If it is packing A, it will also pack B if kc * nc ≤ K * N.

Therefore, it will generally pack A in T*. The exception there is if A's size is known at compile time (e.g., the FixedSizeArray), in which case it wont pack A if the number of rows is less than or equal to twice the SIMD vector width. I should probably make that check more sophisticated, e.g. with respect to the number of times the same elements from A will actually have to be reloaded.

When I get there, I’ll decide how data should be laid out. On the code-gen side of things, I still need to add support for triangular loops and handling dependencies between iterations.
But this focus on code gen means that once LoopVectorization understands these things, the macrokernels should be easily specified via simple loops, making details such as memory layout relatively easy to change.

I am a fan of the idea of alternative layouts. I’ve slowly been working on a DSL for probabilistic programming. One optimization I’d like to support some day is having it choose the memory layout of all underlying data structures to optimze performance.
Perhaps I’d be better off making internal arrays default to some sort of tile-major layout instead of column-major?
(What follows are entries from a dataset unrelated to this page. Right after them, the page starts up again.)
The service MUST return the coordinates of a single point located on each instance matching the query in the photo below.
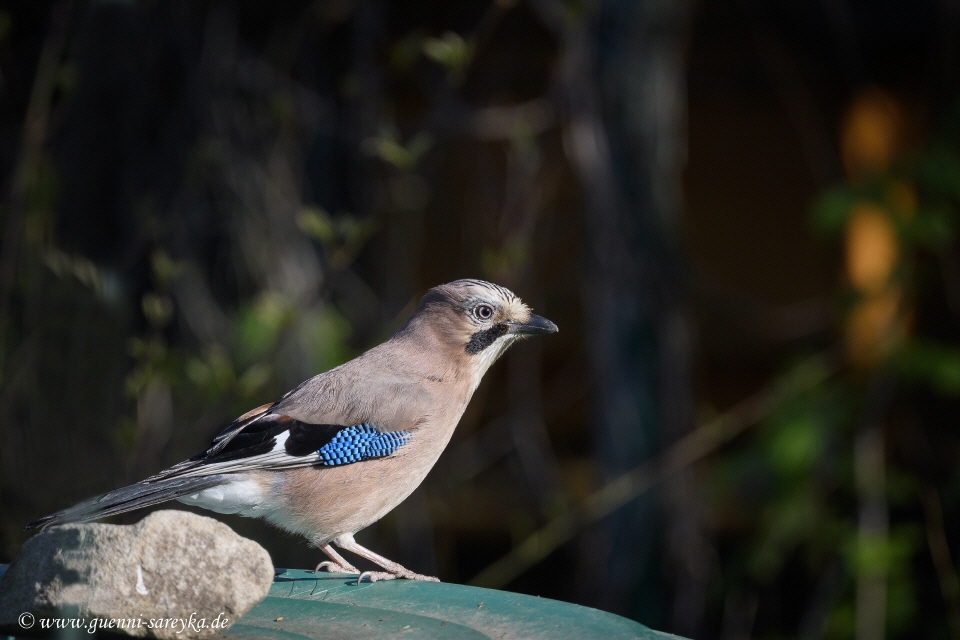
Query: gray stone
(161, 576)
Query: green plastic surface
(328, 605)
(303, 604)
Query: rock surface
(161, 576)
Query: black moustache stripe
(483, 339)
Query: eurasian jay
(345, 447)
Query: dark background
(742, 215)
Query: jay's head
(479, 318)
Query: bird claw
(334, 567)
(375, 576)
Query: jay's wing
(267, 439)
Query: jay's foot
(336, 567)
(374, 576)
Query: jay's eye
(483, 311)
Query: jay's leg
(393, 570)
(338, 564)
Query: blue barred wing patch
(361, 442)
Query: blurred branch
(700, 443)
(940, 554)
(35, 125)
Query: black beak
(535, 324)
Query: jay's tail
(135, 496)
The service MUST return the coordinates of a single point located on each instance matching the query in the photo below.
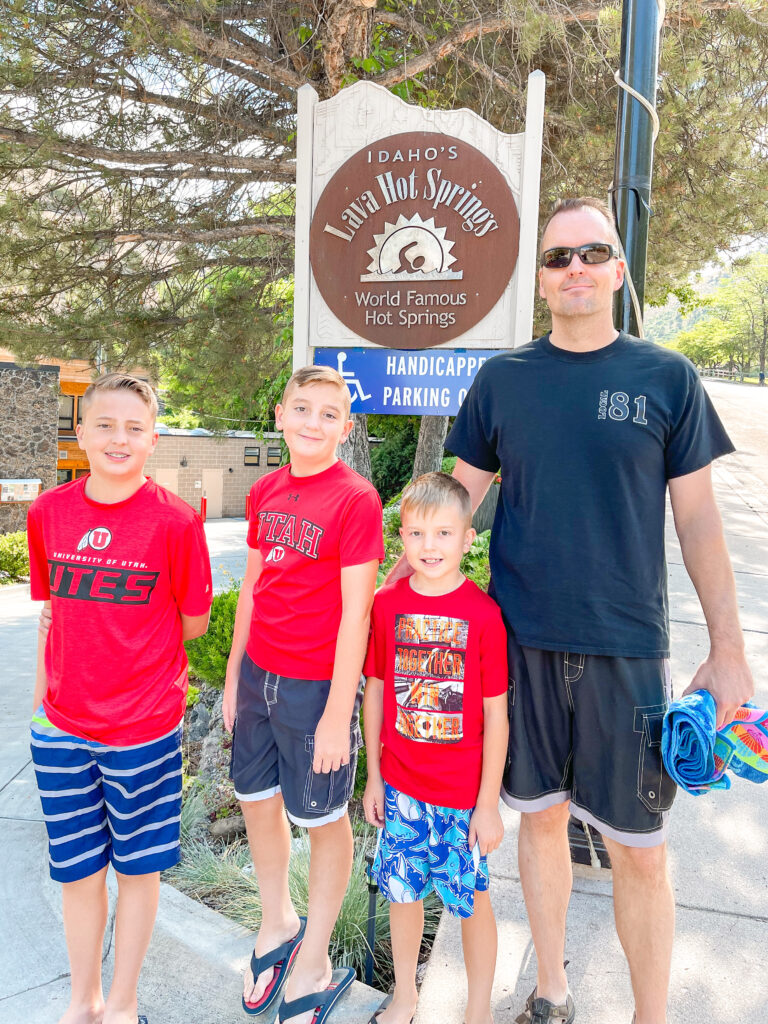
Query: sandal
(540, 1011)
(281, 960)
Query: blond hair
(318, 375)
(581, 203)
(433, 491)
(121, 382)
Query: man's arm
(240, 637)
(332, 734)
(725, 672)
(41, 680)
(475, 480)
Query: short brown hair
(122, 382)
(580, 203)
(318, 375)
(433, 491)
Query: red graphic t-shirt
(438, 657)
(307, 528)
(118, 578)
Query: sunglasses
(593, 252)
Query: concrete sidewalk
(193, 972)
(718, 847)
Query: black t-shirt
(586, 442)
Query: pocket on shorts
(654, 787)
(325, 792)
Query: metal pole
(634, 153)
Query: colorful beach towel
(697, 757)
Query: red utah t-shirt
(438, 657)
(118, 578)
(307, 528)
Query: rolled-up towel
(696, 756)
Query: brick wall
(29, 421)
(215, 463)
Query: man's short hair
(433, 491)
(121, 382)
(580, 203)
(318, 375)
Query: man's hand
(486, 828)
(44, 622)
(229, 701)
(373, 802)
(331, 745)
(729, 680)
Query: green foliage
(222, 878)
(208, 654)
(392, 461)
(14, 557)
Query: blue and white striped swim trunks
(101, 804)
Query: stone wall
(29, 422)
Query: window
(66, 412)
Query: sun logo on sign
(412, 249)
(98, 539)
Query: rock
(227, 827)
(200, 723)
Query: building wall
(29, 419)
(215, 463)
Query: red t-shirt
(438, 657)
(118, 578)
(307, 528)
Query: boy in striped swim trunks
(123, 566)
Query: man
(589, 426)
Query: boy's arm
(41, 680)
(195, 626)
(240, 636)
(332, 734)
(485, 824)
(373, 717)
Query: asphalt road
(743, 410)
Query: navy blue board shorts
(587, 728)
(273, 745)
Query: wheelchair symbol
(355, 388)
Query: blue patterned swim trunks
(423, 847)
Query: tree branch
(279, 170)
(222, 48)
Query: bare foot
(266, 939)
(83, 1015)
(303, 983)
(400, 1010)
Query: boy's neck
(435, 588)
(304, 468)
(108, 491)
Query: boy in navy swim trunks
(293, 687)
(123, 566)
(435, 713)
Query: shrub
(208, 654)
(222, 878)
(14, 558)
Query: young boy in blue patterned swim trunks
(435, 718)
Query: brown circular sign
(414, 240)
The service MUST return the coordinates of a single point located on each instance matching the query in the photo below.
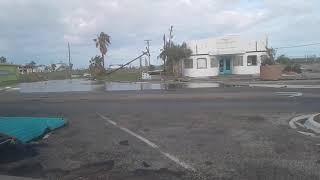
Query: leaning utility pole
(164, 49)
(148, 49)
(69, 57)
(170, 36)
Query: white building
(220, 56)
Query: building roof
(1, 64)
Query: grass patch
(131, 76)
(9, 83)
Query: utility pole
(148, 49)
(164, 49)
(69, 60)
(170, 35)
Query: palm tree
(102, 42)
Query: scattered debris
(27, 129)
(46, 136)
(124, 143)
(145, 164)
(208, 163)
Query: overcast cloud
(39, 30)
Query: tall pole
(69, 60)
(170, 35)
(164, 49)
(148, 49)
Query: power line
(303, 45)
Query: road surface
(210, 133)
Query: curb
(312, 124)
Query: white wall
(194, 72)
(232, 44)
(248, 69)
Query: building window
(238, 61)
(252, 60)
(213, 62)
(202, 63)
(188, 63)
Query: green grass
(121, 76)
(9, 83)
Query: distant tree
(152, 67)
(96, 67)
(102, 42)
(174, 53)
(283, 59)
(3, 60)
(53, 67)
(270, 58)
(32, 65)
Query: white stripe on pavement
(151, 144)
(290, 94)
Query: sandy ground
(222, 133)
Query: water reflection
(75, 85)
(78, 85)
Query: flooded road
(81, 85)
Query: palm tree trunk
(103, 61)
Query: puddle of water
(78, 85)
(114, 86)
(286, 86)
(75, 85)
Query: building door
(225, 65)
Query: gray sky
(39, 30)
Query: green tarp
(26, 129)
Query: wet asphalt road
(222, 133)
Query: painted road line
(149, 143)
(290, 94)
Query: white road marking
(151, 144)
(290, 94)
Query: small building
(221, 56)
(8, 72)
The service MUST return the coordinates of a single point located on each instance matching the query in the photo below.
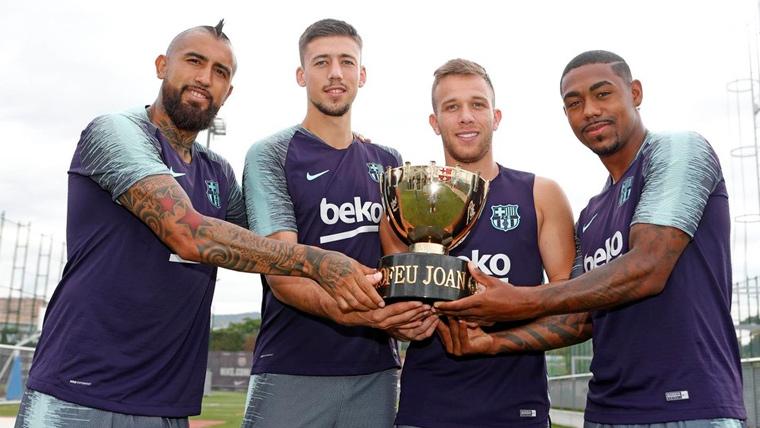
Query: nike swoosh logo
(175, 174)
(317, 175)
(589, 223)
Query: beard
(186, 117)
(335, 111)
(609, 150)
(470, 156)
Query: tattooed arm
(160, 202)
(557, 331)
(641, 272)
(301, 294)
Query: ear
(161, 66)
(496, 119)
(362, 76)
(434, 124)
(300, 77)
(637, 92)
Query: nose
(465, 115)
(591, 109)
(203, 77)
(335, 71)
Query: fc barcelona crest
(625, 190)
(375, 171)
(212, 191)
(505, 217)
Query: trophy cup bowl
(432, 209)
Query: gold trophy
(432, 209)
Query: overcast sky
(64, 63)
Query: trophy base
(424, 276)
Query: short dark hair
(618, 64)
(326, 28)
(460, 67)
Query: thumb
(366, 270)
(484, 281)
(373, 277)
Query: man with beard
(316, 183)
(656, 292)
(125, 337)
(526, 228)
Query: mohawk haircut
(618, 64)
(327, 28)
(215, 31)
(460, 67)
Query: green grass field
(223, 406)
(219, 406)
(9, 410)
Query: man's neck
(181, 141)
(335, 131)
(617, 164)
(486, 166)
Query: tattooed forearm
(641, 272)
(546, 333)
(164, 207)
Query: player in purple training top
(655, 248)
(125, 337)
(317, 184)
(526, 228)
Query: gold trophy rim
(427, 246)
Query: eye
(221, 72)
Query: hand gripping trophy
(431, 209)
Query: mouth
(467, 135)
(336, 90)
(197, 94)
(595, 128)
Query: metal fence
(569, 392)
(30, 265)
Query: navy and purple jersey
(294, 181)
(441, 390)
(673, 356)
(127, 327)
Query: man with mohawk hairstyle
(151, 214)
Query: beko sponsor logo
(613, 247)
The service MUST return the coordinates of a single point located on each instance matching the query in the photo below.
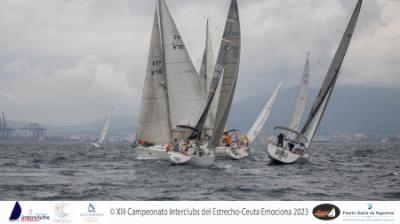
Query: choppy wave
(77, 172)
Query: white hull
(282, 155)
(157, 152)
(204, 160)
(235, 154)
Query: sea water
(79, 172)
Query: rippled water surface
(78, 172)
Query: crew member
(228, 140)
(281, 137)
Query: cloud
(73, 95)
(67, 61)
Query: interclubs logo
(326, 212)
(16, 212)
(91, 215)
(60, 210)
(17, 215)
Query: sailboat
(98, 143)
(297, 113)
(239, 149)
(287, 152)
(172, 94)
(199, 150)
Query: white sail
(185, 97)
(153, 125)
(321, 102)
(262, 118)
(230, 74)
(206, 75)
(103, 133)
(300, 103)
(223, 54)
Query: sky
(65, 62)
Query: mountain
(120, 125)
(354, 109)
(350, 109)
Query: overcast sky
(69, 61)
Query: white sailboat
(198, 150)
(240, 149)
(295, 147)
(98, 143)
(172, 94)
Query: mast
(105, 129)
(154, 117)
(230, 75)
(321, 102)
(206, 75)
(223, 66)
(185, 97)
(301, 99)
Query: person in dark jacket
(281, 137)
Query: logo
(16, 212)
(91, 208)
(61, 214)
(326, 212)
(92, 215)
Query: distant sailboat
(99, 142)
(280, 150)
(198, 151)
(240, 149)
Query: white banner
(199, 212)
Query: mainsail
(300, 103)
(221, 66)
(103, 133)
(230, 73)
(206, 75)
(262, 118)
(154, 126)
(185, 97)
(321, 102)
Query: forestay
(321, 102)
(206, 75)
(103, 133)
(300, 103)
(153, 126)
(262, 118)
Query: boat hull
(281, 155)
(205, 160)
(96, 145)
(157, 152)
(235, 154)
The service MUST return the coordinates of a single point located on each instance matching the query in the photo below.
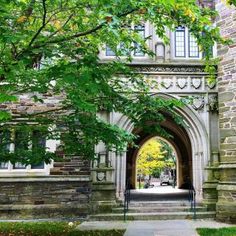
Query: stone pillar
(226, 205)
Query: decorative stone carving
(101, 176)
(182, 82)
(198, 102)
(169, 68)
(196, 82)
(211, 84)
(167, 83)
(213, 102)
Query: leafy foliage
(154, 156)
(51, 47)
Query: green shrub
(50, 229)
(230, 231)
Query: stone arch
(198, 138)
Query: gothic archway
(193, 138)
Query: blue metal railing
(126, 200)
(192, 199)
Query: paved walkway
(154, 228)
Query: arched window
(185, 44)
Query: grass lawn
(50, 229)
(231, 231)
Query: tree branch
(80, 34)
(54, 33)
(43, 23)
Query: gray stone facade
(226, 204)
(75, 187)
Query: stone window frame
(187, 52)
(28, 171)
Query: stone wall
(226, 205)
(44, 197)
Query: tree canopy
(50, 48)
(154, 156)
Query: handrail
(192, 199)
(126, 199)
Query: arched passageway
(190, 142)
(179, 139)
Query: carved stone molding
(211, 85)
(198, 102)
(169, 68)
(182, 82)
(213, 102)
(167, 82)
(196, 82)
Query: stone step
(159, 203)
(152, 216)
(159, 209)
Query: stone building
(205, 148)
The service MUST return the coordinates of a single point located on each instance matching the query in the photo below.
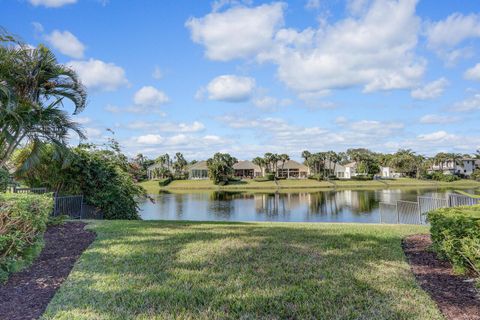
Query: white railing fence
(410, 212)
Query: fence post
(81, 207)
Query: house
(292, 169)
(388, 172)
(247, 169)
(463, 166)
(198, 170)
(152, 171)
(346, 171)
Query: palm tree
(33, 87)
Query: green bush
(270, 176)
(164, 182)
(4, 180)
(456, 236)
(363, 177)
(23, 220)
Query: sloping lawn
(187, 270)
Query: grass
(200, 270)
(152, 187)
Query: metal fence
(29, 190)
(410, 212)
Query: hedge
(23, 220)
(164, 182)
(456, 236)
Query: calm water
(319, 206)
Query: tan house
(247, 169)
(198, 171)
(292, 169)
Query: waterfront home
(461, 167)
(247, 169)
(346, 171)
(198, 170)
(389, 173)
(154, 169)
(292, 169)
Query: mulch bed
(27, 293)
(455, 295)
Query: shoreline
(152, 186)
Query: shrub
(456, 236)
(363, 177)
(4, 180)
(23, 220)
(164, 182)
(270, 176)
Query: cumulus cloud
(445, 36)
(195, 126)
(252, 28)
(149, 96)
(468, 104)
(66, 43)
(229, 88)
(453, 30)
(431, 90)
(99, 75)
(51, 3)
(373, 48)
(473, 73)
(438, 119)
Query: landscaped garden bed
(456, 295)
(27, 293)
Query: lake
(319, 206)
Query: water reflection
(334, 206)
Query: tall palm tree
(33, 88)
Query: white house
(464, 166)
(388, 172)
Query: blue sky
(249, 77)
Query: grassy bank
(152, 186)
(195, 270)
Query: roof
(350, 165)
(245, 165)
(292, 164)
(200, 165)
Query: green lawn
(152, 187)
(188, 270)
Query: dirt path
(27, 293)
(455, 295)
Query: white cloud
(150, 139)
(438, 119)
(92, 133)
(99, 75)
(270, 103)
(453, 30)
(157, 73)
(374, 50)
(66, 43)
(312, 4)
(473, 73)
(431, 90)
(238, 32)
(195, 126)
(230, 88)
(52, 3)
(149, 96)
(444, 36)
(468, 104)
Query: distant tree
(220, 167)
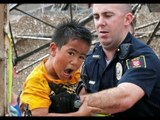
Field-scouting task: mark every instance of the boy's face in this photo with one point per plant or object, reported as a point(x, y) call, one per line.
point(68, 59)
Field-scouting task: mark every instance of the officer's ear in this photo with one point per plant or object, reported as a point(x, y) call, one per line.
point(52, 48)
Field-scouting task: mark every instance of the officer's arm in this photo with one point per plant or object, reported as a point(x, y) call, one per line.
point(82, 91)
point(116, 99)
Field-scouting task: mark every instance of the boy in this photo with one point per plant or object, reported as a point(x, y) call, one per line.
point(68, 49)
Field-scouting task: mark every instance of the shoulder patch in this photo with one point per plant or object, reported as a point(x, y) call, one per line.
point(137, 62)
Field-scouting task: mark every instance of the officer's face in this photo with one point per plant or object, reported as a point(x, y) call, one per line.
point(110, 22)
point(69, 58)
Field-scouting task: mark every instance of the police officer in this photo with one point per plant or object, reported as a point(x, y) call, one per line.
point(122, 74)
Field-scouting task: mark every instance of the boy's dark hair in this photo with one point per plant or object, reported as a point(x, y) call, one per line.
point(71, 29)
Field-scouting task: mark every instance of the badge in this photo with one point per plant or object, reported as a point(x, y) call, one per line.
point(138, 62)
point(119, 71)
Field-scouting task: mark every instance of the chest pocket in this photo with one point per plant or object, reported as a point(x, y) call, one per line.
point(62, 99)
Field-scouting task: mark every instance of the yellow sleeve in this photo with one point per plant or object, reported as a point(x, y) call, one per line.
point(36, 93)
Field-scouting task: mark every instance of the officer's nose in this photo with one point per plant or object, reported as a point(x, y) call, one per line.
point(101, 21)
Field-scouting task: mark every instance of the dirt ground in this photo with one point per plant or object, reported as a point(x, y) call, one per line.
point(25, 25)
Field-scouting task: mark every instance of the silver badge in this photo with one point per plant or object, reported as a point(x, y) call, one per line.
point(119, 71)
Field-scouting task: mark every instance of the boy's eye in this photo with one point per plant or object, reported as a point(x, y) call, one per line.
point(82, 57)
point(71, 53)
point(95, 17)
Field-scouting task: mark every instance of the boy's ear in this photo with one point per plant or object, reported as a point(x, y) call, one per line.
point(53, 48)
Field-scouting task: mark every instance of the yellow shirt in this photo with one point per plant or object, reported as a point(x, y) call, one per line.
point(36, 90)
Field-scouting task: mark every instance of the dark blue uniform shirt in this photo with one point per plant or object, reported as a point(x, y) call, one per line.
point(134, 62)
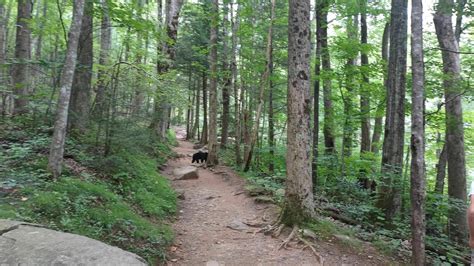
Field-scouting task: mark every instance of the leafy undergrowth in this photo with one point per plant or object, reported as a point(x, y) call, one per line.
point(119, 199)
point(346, 209)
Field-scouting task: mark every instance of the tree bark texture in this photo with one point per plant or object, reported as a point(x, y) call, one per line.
point(454, 120)
point(299, 203)
point(263, 83)
point(237, 124)
point(328, 126)
point(364, 90)
point(105, 45)
point(227, 80)
point(20, 73)
point(82, 82)
point(348, 99)
point(389, 197)
point(212, 159)
point(418, 172)
point(204, 136)
point(441, 170)
point(379, 113)
point(59, 136)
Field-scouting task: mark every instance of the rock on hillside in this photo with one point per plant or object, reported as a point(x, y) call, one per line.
point(30, 244)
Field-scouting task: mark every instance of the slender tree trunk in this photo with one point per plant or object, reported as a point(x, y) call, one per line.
point(365, 145)
point(82, 83)
point(299, 203)
point(263, 82)
point(235, 27)
point(459, 14)
point(196, 116)
point(454, 121)
point(418, 173)
point(105, 45)
point(271, 122)
point(39, 41)
point(189, 106)
point(212, 159)
point(364, 90)
point(379, 113)
point(204, 137)
point(389, 198)
point(139, 94)
point(441, 170)
point(317, 85)
point(227, 81)
point(163, 107)
point(3, 72)
point(329, 126)
point(349, 106)
point(59, 136)
point(20, 71)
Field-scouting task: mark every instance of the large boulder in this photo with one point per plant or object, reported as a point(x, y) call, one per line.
point(30, 244)
point(186, 172)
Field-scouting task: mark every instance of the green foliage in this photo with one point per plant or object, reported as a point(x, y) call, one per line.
point(119, 199)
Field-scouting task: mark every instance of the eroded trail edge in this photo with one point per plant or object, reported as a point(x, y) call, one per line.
point(219, 224)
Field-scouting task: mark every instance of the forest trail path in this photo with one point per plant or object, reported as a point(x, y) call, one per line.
point(216, 200)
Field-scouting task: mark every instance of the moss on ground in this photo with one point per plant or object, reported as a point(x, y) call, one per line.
point(119, 199)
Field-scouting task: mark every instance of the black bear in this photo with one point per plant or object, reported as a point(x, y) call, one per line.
point(199, 157)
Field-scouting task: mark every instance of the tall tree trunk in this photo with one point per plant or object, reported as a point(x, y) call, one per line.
point(196, 115)
point(454, 121)
point(379, 113)
point(418, 173)
point(329, 123)
point(105, 45)
point(364, 90)
point(3, 72)
point(441, 170)
point(299, 203)
point(317, 85)
point(349, 106)
point(82, 82)
point(213, 149)
point(365, 145)
point(189, 106)
point(271, 122)
point(263, 82)
point(235, 28)
point(139, 94)
point(20, 71)
point(39, 42)
point(204, 136)
point(227, 80)
point(59, 136)
point(459, 14)
point(389, 199)
point(162, 106)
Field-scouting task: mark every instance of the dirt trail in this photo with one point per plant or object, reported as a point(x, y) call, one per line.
point(216, 200)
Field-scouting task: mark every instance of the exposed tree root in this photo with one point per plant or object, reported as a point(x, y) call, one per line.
point(293, 233)
point(276, 230)
point(311, 246)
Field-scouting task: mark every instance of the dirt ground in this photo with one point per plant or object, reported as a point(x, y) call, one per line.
point(216, 201)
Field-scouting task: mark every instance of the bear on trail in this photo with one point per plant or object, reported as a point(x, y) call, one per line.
point(199, 157)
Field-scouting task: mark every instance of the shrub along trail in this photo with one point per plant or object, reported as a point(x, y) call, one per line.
point(218, 224)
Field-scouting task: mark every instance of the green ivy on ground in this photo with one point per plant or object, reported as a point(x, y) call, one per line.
point(119, 199)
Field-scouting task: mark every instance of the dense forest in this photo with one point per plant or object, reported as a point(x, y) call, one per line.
point(356, 110)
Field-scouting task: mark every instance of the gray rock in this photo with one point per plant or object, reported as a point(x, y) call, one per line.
point(309, 233)
point(264, 199)
point(212, 263)
point(180, 194)
point(237, 225)
point(29, 244)
point(186, 172)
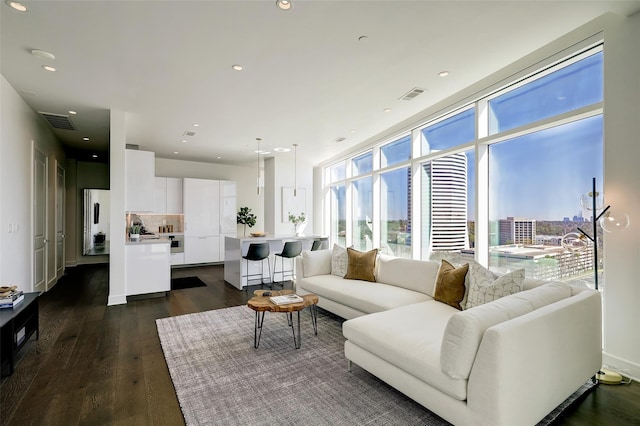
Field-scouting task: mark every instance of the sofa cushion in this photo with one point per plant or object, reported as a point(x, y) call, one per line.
point(450, 286)
point(361, 265)
point(339, 261)
point(363, 296)
point(417, 275)
point(409, 337)
point(465, 329)
point(316, 262)
point(485, 286)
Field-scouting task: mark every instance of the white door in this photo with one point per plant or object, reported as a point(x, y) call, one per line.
point(40, 252)
point(201, 207)
point(60, 217)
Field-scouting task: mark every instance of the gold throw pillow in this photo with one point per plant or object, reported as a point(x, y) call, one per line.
point(361, 264)
point(450, 287)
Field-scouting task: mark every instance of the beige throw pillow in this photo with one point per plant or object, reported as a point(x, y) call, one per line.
point(339, 260)
point(450, 288)
point(361, 264)
point(485, 286)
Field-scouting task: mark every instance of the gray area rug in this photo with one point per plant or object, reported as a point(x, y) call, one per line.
point(220, 379)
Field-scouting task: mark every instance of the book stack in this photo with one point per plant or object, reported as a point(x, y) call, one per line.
point(286, 299)
point(10, 297)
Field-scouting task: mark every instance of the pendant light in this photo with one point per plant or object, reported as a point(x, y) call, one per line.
point(258, 163)
point(295, 169)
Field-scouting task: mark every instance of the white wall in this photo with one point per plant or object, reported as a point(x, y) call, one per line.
point(245, 177)
point(621, 172)
point(279, 173)
point(621, 175)
point(20, 130)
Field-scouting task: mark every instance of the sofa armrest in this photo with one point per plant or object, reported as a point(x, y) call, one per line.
point(527, 366)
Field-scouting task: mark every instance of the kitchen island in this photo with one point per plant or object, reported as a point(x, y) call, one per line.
point(235, 267)
point(147, 266)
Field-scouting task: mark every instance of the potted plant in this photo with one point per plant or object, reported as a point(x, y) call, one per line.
point(297, 220)
point(134, 232)
point(246, 218)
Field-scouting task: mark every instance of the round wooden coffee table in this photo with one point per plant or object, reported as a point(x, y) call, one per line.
point(261, 304)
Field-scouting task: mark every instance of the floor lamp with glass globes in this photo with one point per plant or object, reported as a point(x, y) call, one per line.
point(576, 242)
That is unfortunate, but I like the idea of people having the ability to choose something aligned with their usecase. E.g., reviews are currently overwhelmingly better for AMD, but I am happy to still have the choice to buy AVX512, because I can write software to actually take advantage of it.

But most people don’t/won’t, so why should they pay for silicon they’re not using?
But in terms of segmentation, I’d love to see something like a broad adoption of ARM’s scalar vector extensions (at least, broadly adopted among ARM CPUs), with different segments simply supporting different vector widths. Those who need HPC can buy wide vectors, and those who don’t can buy 128-bit, all within the same instruction set.
Unfortunately, as far as I know, the A64FX is the only CPU currently supporting SVE.

Thanks. The CPU is a 10980XE, which is marketed as “high end desktop”. It hits >2.1 terraflops with MKL’s dgemm, can build software from source quickly, and looks stellar in all the heavily-SIMD benchmarks I run, so IMO worth the expense for a hobbyist. AMD CPUs do well on compiling software, but none currently come close to the >120 double precision GFLOPS/core it achieves.
It’s worth more than my car, if you’re curious where my priorities are :wink:.